Two weeks ago I started eating a lot healthier, went fruit and vegetable shopping, and I walked to the store when I did so. I lost 5 lbs in a week, which is awesome, but then Thanksgiving came—and here I am four days later still feasting.
I don’t know what it is about food. I eat it when I’m sad, I eat it when I’m happy, I eat it when I’m bored, I eat it because it’s there. Some days I start off really healthy with a grapefruit, some cereal, but by 10pm I’m so hungry that I eat anything I can get my hands on. I’m sure it goes without saying that these hands-on foods aren’t exactly healthy.
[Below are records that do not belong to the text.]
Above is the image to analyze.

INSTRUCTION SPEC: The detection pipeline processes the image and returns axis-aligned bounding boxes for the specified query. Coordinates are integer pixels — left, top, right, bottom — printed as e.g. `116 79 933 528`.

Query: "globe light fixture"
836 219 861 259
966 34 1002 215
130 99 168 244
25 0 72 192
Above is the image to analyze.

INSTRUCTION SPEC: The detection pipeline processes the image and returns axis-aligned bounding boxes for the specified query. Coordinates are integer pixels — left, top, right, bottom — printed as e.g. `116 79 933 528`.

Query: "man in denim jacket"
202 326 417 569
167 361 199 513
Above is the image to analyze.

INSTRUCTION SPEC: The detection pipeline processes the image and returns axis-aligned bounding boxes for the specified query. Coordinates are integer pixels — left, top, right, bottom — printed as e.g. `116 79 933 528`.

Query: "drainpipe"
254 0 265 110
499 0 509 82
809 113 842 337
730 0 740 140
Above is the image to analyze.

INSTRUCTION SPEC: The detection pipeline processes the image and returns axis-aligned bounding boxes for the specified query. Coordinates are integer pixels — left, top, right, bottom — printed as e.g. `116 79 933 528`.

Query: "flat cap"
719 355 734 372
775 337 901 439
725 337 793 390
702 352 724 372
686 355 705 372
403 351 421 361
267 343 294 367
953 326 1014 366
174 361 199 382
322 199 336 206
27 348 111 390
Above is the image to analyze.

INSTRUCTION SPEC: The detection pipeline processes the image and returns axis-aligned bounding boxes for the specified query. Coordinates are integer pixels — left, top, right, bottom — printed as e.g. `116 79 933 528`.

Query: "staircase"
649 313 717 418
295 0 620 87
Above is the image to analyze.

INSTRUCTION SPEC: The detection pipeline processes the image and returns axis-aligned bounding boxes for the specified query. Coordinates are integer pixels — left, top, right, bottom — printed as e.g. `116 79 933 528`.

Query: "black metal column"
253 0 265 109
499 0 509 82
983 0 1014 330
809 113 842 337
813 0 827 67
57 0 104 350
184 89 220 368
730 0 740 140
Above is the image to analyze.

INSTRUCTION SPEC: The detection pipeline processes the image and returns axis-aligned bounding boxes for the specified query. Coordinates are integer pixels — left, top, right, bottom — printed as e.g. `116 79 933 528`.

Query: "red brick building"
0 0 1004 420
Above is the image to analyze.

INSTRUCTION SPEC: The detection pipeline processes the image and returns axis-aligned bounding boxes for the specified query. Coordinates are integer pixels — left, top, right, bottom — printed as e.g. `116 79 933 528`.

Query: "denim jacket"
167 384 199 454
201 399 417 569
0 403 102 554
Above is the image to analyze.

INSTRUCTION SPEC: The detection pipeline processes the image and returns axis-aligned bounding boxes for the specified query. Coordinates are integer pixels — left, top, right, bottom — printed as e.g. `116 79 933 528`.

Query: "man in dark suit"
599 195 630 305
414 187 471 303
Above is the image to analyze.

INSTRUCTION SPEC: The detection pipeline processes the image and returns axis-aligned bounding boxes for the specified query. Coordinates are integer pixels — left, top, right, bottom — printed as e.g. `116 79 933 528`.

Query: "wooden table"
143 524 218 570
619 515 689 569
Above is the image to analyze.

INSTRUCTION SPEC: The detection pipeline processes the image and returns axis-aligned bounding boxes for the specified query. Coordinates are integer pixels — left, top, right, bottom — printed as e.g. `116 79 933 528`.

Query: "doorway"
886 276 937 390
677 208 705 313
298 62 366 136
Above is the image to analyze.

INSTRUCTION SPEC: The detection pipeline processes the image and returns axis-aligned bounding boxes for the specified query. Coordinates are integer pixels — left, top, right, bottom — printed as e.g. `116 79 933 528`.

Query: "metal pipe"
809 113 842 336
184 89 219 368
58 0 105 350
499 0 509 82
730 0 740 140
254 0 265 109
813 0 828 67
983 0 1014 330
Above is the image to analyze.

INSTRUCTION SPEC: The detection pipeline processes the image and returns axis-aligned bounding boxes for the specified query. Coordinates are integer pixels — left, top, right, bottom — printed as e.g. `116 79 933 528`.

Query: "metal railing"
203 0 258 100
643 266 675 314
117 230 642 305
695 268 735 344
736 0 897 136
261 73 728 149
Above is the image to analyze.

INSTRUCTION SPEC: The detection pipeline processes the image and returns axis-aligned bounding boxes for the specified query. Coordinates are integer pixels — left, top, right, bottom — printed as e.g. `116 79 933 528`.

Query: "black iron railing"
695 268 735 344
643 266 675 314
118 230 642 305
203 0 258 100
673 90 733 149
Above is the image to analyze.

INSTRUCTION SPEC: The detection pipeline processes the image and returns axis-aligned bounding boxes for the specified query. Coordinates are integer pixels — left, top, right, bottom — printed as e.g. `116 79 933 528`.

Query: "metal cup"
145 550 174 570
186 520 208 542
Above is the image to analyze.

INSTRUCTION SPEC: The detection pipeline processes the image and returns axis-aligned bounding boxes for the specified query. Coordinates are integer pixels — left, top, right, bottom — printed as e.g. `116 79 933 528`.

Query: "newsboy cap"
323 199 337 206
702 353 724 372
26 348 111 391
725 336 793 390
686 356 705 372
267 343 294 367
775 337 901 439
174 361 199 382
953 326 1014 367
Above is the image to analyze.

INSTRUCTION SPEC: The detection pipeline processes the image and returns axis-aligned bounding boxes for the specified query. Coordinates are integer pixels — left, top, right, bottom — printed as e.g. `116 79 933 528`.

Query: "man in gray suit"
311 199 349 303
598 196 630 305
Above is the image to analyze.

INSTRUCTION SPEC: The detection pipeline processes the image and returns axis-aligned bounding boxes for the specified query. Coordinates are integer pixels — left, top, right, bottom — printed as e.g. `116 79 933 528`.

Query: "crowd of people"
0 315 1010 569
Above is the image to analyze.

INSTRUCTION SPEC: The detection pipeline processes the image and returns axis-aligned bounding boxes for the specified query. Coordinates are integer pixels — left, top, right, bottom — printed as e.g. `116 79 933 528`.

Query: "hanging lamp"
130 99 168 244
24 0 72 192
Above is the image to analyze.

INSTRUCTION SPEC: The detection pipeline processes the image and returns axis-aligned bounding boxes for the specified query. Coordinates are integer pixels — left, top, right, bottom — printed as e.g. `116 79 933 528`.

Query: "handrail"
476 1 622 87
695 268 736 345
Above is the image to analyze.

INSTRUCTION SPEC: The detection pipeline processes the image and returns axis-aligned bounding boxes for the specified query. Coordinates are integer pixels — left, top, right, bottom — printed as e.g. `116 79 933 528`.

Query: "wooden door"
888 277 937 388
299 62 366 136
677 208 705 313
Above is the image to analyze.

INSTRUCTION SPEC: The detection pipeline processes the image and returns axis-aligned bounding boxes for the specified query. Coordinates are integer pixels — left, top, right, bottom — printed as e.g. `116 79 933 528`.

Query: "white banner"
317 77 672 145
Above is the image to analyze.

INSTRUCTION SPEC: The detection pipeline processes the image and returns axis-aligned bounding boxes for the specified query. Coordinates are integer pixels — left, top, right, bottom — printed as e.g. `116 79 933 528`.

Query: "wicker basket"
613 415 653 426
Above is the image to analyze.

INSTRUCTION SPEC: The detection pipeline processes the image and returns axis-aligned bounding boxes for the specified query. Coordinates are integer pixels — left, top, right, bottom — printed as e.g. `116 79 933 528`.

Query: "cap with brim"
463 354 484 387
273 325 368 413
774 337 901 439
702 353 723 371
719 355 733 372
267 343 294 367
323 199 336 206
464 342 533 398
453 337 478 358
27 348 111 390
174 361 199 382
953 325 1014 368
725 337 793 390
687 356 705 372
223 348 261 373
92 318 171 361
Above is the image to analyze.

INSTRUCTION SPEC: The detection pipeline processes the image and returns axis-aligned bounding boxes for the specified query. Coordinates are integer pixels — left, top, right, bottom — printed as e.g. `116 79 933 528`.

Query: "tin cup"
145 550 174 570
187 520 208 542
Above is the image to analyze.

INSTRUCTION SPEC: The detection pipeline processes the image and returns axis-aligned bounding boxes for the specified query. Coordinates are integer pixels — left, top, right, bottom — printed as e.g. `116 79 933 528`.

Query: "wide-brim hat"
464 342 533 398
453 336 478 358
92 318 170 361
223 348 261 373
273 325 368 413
What I need to do is really discipline myself when it comes to bad food and schedule workouts. And that makes it sound so easy. “Just do this.” You gained weight? Just eat less and move more! Simple! But why is it so hard to get MOTIVATED. I mean I definitely have enough motivation: comments every day telling me I got fat, I looked better before, “YOU GAINED A SHITTON OF WEIGHT.” I barely fit in my clothes. I don’t feel good. Somehow, though, instead of these things making me want to do something about it, they just depress me and make me do other things to keep my mind off it, like—you guessed it—eat.
I don’t know. I guess I had to put this in writing so that I’d have some sort of textual promise that I’d do it. I never write, therefore I haven’t tried this technique, therefore I hope it helps. I’m not going to say “I must not eat ice cream.” But I am going to say, “I must not give up.”